What wrong has Greenspan done?
Professor, CCER at Peking University
Among various explanations of current crisis, the interest cutting taken by Greenspan at the beginning of this century has been considered one of the most crucial reasons. Professor Lu reappraises this assertion through a retrospect of the Fed's monetary policies since the 1950s.
The federal fund rate has been cut from 6.5% in July 2000 to 1% in July 2003 and remains at that level until June 2004. Although the 550 bps cut is only about the average of the twelve interest rate cuts by the Fed since 1953, the federal fund rate after cutting reaches the lowest level ever since 1963. Furthermore, the proportion of interest cut, more than 80% of the previous peak, is among the largest.
Federal fund rate is the primary instrument of the US monetary policy. Basically, it can be explained by two variables, inflation rate and growth rate, as characterized by the Taylor's Rule. Under the Taylor's Rule, short term rates are adjusted according to previous inflation rates. Generally, negative real interest rates should be avoided. However, the real interest rates had been negative for three and half years between the beginning of 2002 and August 2005. Negative interest rates became more severe if headline CPI rather than core CPI is examined.

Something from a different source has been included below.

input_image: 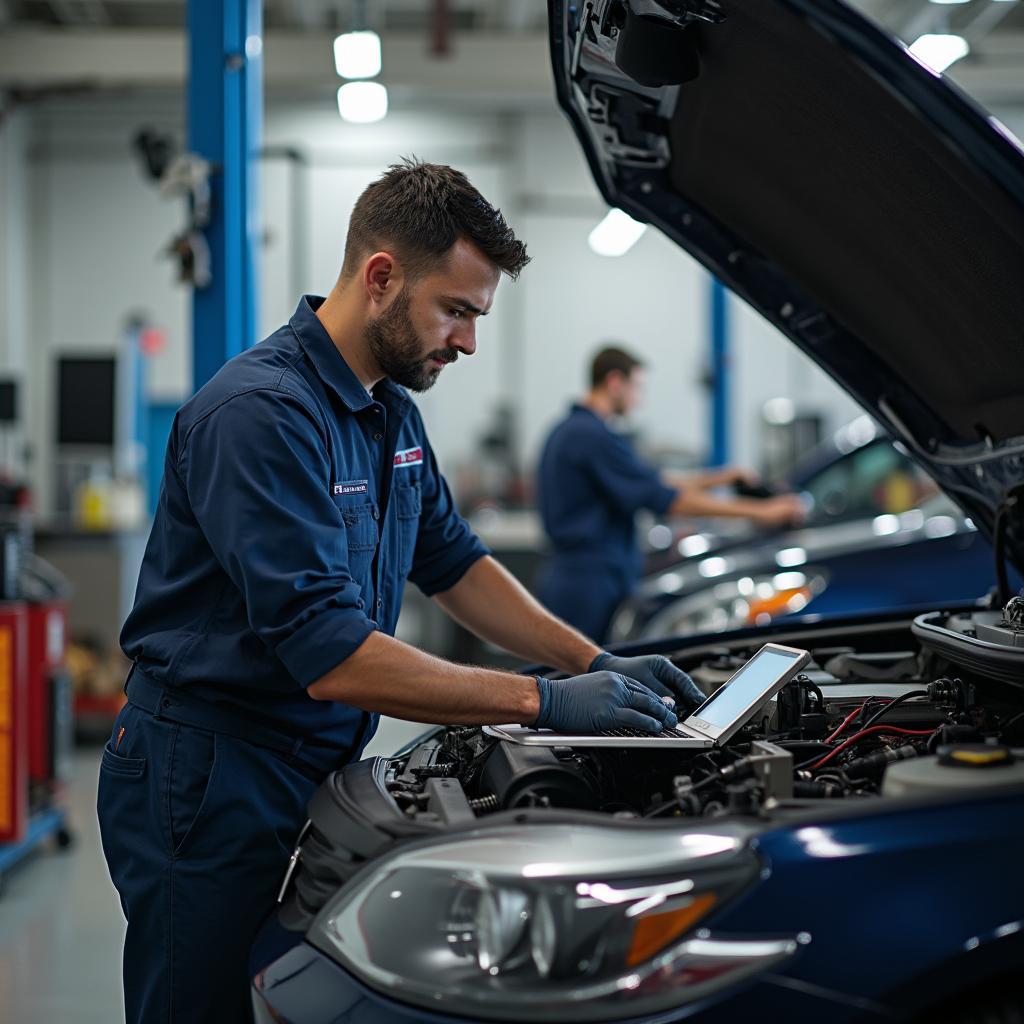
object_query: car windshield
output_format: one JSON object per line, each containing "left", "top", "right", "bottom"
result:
{"left": 802, "top": 440, "right": 939, "bottom": 525}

Usually, as the Fed policies are contractive, long term interest rates rise along with short term rates. However, it was different when the Fed raised federal fund rates since June 2004, recognized as a conundrum by Greenspan in his autobiography. The conundrum is somewhat the result of globalization and outsourcing activities. On the other hand, abundant capital provided by foreign countries strengthened the market's belief that long term rates have been pushed downward permanently.
Financial crisis is the outcome of many factors including human behavior, regulation, environments and so on. The long-lasting low interest rates allured investors investing heavily on illiquid assets. Current monetary policy rule is also problematic. Emphasis on core inflation and ignorance of asset prices lead to an overexpansion of credit. Wrong expectation of the market aggravates the crisis.